CN111116050A - Tungsten-doped vanadium dioxide thin film and preparation method and application thereof - Google Patents

Abstract

The invention discloses a tungsten-doped vanadium dioxide thin film and a preparation method and application thereof, wherein the film thickness of the tungsten-doped vanadium dioxide thin film is 20-40 nm, the phase transition temperature is 25-45 ℃, and the visible light transmittance is 50-60%. The tungsten-doped vanadium dioxide thin film has low phase transition temperature, can generate phase transition at the most suitable temperature for human life, and meets the requirements of intelligent glass windows; the preparation method of the invention adopts the metal vanadium target and the tungsten target to be simultaneously mixed and sputtered, has short sputtering time, is simple and easy to operate, does not need to add other gases during subsequent annealing, and is convenient for large-scale production.

Description

Tungsten-doped vanadium dioxide thin film and preparation method and application thereof

Technical Field

The invention relates to the technical field of film materials, in particular to a tungsten-doped vanadium dioxide film and a preparation method and application thereof.

Background

As human society develops, we will face many difficulties and challenges, and climate change will be one of the major challenges we will overcome in the near future. The global average air temperature has risen rapidly over the past 40 years, leading to increased concerns about energy efficiency. In order to reduce energy consumption, the energy utilization efficiency of the building can be improved by using the intelligent window. The intelligent window is a window which is additionally plated with a film material with the thermochromic performance on the surface of glass, and the film material with the thermochromic performance can regulate and control indoor light and heat according to the change of temperatures in different seasons, so that the effects of being warm in winter and cool in summer are achieved, the energy consumption is reduced, the operation is simple, and the cost is relatively low.

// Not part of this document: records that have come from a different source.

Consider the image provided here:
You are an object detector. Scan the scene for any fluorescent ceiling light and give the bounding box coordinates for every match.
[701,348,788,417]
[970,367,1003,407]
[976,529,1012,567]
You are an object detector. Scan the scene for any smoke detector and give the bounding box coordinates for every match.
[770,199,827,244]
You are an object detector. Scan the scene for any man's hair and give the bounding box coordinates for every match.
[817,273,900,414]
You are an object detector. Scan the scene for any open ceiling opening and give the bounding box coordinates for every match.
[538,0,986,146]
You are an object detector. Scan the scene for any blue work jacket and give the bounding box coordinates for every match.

In recent years, vanadium dioxide has been widely studied as a thermochromic material, the mechanism of which is that vanadium dioxide undergoes a phase change to change its optical properties. Specifically, when the temperature is increased to exceed the transition temperature, the monoclinic structure is changed into a tetragonal rutile structure, the forbidden band is changed into a conduction band with a metal characteristic, and the near-mid infrared band (400-4000 cm)^-1) The transmittance is obviously changed, the absorption and reflection of electromagnetic waves in visible and infrared wave bands are enhanced, and the transmittance is reduced; when the temperature is lower than the transition temperature, the monoclinic structure has a forbidden band with the width of 0.7eV, so that the optical fiber has very high transmittance for visible light and infrared bands. Therefore, the vanadium dioxide thin film coating can play a role in adjusting the solar light transmittance.

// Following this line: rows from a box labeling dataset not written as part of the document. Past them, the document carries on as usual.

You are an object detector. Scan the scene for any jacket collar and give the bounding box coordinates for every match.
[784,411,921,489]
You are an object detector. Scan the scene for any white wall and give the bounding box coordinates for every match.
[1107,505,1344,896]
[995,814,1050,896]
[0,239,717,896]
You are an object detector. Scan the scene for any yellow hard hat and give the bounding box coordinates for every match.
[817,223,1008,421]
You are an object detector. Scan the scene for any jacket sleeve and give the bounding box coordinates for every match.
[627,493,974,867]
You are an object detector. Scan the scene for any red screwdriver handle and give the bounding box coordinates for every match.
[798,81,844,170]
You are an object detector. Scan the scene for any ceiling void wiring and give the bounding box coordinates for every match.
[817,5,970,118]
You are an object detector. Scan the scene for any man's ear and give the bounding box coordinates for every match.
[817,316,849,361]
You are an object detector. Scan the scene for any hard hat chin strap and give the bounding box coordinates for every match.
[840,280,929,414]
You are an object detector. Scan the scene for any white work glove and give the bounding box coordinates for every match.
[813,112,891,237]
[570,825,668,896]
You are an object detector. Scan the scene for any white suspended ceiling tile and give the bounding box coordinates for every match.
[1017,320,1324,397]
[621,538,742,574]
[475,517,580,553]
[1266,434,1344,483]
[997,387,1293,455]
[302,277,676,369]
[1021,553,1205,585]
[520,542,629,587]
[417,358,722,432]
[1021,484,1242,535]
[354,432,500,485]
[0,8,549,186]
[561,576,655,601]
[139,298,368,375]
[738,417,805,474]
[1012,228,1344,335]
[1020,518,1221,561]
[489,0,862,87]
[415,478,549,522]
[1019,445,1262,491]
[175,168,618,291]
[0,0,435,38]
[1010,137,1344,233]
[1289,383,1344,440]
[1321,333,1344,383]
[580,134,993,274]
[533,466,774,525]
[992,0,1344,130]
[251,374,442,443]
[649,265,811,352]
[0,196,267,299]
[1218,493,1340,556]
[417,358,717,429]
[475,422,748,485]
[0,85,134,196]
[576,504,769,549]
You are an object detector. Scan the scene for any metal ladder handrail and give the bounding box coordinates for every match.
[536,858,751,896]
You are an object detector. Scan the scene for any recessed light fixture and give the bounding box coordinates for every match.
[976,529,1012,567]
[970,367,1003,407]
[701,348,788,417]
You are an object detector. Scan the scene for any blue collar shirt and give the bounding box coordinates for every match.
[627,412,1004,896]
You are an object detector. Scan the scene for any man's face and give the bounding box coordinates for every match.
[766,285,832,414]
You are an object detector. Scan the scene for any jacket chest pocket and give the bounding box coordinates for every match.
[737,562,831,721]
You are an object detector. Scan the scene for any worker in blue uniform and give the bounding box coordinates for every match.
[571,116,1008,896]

Research institutions of various countries still struggle in the direction of industrialization of vanadium dioxide intelligent windows with inexhaustible cumin, but the effect is very little, and the main reason is that the phase transition temperature of a pure vanadium dioxide film is too high (68 ℃), the phase transition temperature of the film needs to be reduced to be close to the most suitable temperature (25 ℃) for human life, and the vanadium dioxide film applied to automobiles, glass and building materials can be ensured to have phase transition and effectively adjust solar radiation when the environmental temperature is higher than the temperature.

Disclosure of Invention

The invention aims to overcome the technical defects, provides a tungsten-doped vanadium dioxide film and a preparation method and application thereof, and solves the technical problem that the pure vanadium dioxide film in the prior art has overhigh phase transition temperature and is not beneficial to phase transition at the optimum temperature for human life.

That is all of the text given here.